Junior Year Service Project Impacts More Than Those Expected

Volunteers+play+%27Heads+Up+7+Up%27+at+Northwest+Housing+Alternatives%0A

Volunteers play ‘Heads Up 7 Up’ at Northwest Housing Alternatives

Emma Herder, Staff Reporter

Unlike service projects in the past, the junior year service project pertains to juniors’ religion class, calling for ten hours of poverty-related service. Once this service is completed, a small presentation is required, allowing fellow students to see their classmates’s hard work.

This work is not due until May, however, giving students the choice of when to start the project. Some students have chosen to put off this project, while others have gradually gained their hours over the last few months.

Jasmine Gloden is one example of someone who has already begun some of her service. As she is trying to accommodate for her sports-packed schedule in the spring, she currently participates in service at Lot Whitcomb alongside her siblings, Jaden and Jordan.

Mr. Kendrick recommends this sort of approach to the project, stating that “the best way to make the service enjoyable is to complete the service with a good friend.”

Jasmine reflects on her service commenting, “I’ve helped volunteer with the kids doing arts and crafts which is fun and the kids are so sweet when they ask you for help.”

Another example of someone who has participated in service for the junior project is Joe Parise. Joe volunteers at Northwest Housing Alternatives in Multnomah County, which as he explains it, is a “homework club for young kids who live in the [low-income] apartment complex.” Every Monday, Joe goes there to volunteer, regardless of the fact that he has already completed all of his service hours.
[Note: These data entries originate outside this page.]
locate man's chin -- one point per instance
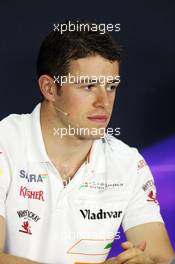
(90, 136)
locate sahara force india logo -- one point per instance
(28, 216)
(32, 177)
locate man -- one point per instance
(65, 185)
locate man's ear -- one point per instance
(47, 87)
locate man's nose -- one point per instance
(102, 98)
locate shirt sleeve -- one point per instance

As proven by the previous two students, doing community service in advance can pay off.

Unfortunately, if students complete their hours right before the deadline, they might not be able to take away as much from this project. They may find it hard to balance out their spring sport schedule with service, or they may not be given the opportunity to continue service outside of school requirements.

However, the current Lenten season provides a perfect opportunity for students to participate in service. Mr. Kendrick explains the significance of this opportunity, stating that “by exposing our students to the realities of poverty in a compassionate way, we can foster an environment where we continue to serve those in need, no matter our calling in life.”